Vibrating the water has the effect of “frustrating” the water molecules nearest to the electrodes

Thursday, December 22nd, 2022

“Green hydrogen” is created through electrolysis, which goes much faster, RMIT researchers found, when you apply high-frequency sound waves:

So why does this process work so much better when the RMIT team plays a 10-MHz hybrid sound? Several reasons, according to a research paper just published in the journal Advanced Energy Materials.

Firstly, vibrating the water has the effect of “frustrating” the water molecules nearest to the electrodes, shaking them out of the tetrahedral networks they tend to settle in. This results in more “free” water molecules that can make contact with catalytic sites on the electrodes.

Secondly, since the separate gases collect as bubbles on each electrode, the vibrations shake the bubbles free. That accelerates the electrolysis process, because those bubbles block the electrode’s contact with the water and limit the reaction. The sound also helps by generating hydronium (positively charged water ions), and by creating convection currents that help with mass transfer.

In their experiments, the researchers chose to use electrodes that typically perform pretty poorly. Electrolysis is typically done using rare and expensive platinum or iridium metals and powerfully acidic or basic electrolytes for the best reaction rates, but the RMIT team went with cheaper gold electrodes and an electrolyte with a neutral pH level. As soon as the team turned on the sound vibrations, the current density and reaction rate jumped by a remarkable factor of 14.

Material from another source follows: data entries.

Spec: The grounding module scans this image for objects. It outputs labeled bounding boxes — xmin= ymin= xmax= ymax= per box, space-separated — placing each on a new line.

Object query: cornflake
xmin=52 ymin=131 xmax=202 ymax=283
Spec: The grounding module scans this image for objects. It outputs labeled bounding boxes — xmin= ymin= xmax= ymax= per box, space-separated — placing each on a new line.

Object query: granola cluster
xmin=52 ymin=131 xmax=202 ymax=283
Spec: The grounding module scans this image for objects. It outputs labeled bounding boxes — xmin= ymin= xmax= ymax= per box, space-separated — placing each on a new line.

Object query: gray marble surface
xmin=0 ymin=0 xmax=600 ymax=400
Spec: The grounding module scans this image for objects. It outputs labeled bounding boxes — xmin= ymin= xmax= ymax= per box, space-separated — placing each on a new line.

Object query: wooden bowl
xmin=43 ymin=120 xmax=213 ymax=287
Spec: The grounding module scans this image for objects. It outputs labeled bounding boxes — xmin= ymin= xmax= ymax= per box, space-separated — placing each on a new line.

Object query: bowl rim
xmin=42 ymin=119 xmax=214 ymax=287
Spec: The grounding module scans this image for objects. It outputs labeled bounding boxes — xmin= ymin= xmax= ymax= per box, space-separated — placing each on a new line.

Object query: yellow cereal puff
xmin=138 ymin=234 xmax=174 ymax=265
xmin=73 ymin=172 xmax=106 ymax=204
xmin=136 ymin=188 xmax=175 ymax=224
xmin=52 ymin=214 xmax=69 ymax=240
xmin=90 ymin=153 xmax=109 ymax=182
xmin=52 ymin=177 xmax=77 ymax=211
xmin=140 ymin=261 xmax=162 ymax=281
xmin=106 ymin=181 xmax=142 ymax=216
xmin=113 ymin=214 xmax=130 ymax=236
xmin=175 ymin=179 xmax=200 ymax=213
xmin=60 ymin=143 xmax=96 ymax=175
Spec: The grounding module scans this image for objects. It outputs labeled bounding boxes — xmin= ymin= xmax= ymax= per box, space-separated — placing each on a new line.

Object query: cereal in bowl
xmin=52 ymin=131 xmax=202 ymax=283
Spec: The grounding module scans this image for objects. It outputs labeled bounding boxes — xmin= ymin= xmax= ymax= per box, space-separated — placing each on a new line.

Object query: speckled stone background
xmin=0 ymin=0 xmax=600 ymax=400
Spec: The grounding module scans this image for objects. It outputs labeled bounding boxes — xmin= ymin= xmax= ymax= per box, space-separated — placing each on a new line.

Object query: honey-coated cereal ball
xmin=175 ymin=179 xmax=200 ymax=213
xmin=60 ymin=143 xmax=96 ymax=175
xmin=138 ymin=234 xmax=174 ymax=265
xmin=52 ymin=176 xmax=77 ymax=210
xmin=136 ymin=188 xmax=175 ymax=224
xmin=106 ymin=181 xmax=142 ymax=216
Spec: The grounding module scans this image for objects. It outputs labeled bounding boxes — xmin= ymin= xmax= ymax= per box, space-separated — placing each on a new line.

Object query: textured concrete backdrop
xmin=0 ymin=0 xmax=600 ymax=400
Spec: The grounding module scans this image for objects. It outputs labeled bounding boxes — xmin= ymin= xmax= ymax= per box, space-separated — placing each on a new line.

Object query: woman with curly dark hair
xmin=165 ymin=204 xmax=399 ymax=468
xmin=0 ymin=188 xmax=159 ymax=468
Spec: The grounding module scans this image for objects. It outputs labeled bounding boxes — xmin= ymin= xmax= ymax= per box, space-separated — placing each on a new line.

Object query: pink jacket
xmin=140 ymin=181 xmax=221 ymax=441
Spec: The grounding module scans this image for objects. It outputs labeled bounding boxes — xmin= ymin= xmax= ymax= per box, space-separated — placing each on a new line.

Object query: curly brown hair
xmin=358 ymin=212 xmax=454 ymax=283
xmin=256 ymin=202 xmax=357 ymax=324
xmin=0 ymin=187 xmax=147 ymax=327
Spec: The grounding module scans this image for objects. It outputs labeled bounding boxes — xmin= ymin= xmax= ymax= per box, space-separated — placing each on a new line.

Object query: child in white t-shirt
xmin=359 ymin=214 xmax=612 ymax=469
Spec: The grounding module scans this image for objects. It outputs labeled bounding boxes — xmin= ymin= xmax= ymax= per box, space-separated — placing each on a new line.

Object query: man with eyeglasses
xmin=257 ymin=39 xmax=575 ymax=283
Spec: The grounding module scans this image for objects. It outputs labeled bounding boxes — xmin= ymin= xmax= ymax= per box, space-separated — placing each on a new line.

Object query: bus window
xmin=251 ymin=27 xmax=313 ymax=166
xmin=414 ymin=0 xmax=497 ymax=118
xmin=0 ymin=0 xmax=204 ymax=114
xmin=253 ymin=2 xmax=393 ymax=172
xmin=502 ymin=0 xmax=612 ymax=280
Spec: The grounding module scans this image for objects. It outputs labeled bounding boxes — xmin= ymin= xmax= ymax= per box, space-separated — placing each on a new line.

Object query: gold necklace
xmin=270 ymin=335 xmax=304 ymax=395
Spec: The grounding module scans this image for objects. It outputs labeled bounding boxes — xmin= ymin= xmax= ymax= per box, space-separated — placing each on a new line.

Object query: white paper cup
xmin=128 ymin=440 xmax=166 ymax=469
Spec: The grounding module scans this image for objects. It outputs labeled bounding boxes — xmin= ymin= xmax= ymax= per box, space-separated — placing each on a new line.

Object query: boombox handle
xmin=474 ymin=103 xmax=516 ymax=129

So this isn’t a situation where, for a given amount of energy put into an electrolyzer, you get 14 times more hydrogen. It’s a situation where the water gets split into hydrogen and oxygen more quickly and easily. And that does have an impressive effect on the overall efficiency of an electrolyzer. “With our method, we can potentially improve the conversion efficiency leading to a net-positive energy saving of 27%,” said Professor Leslie Yeo, one of the lead researchers.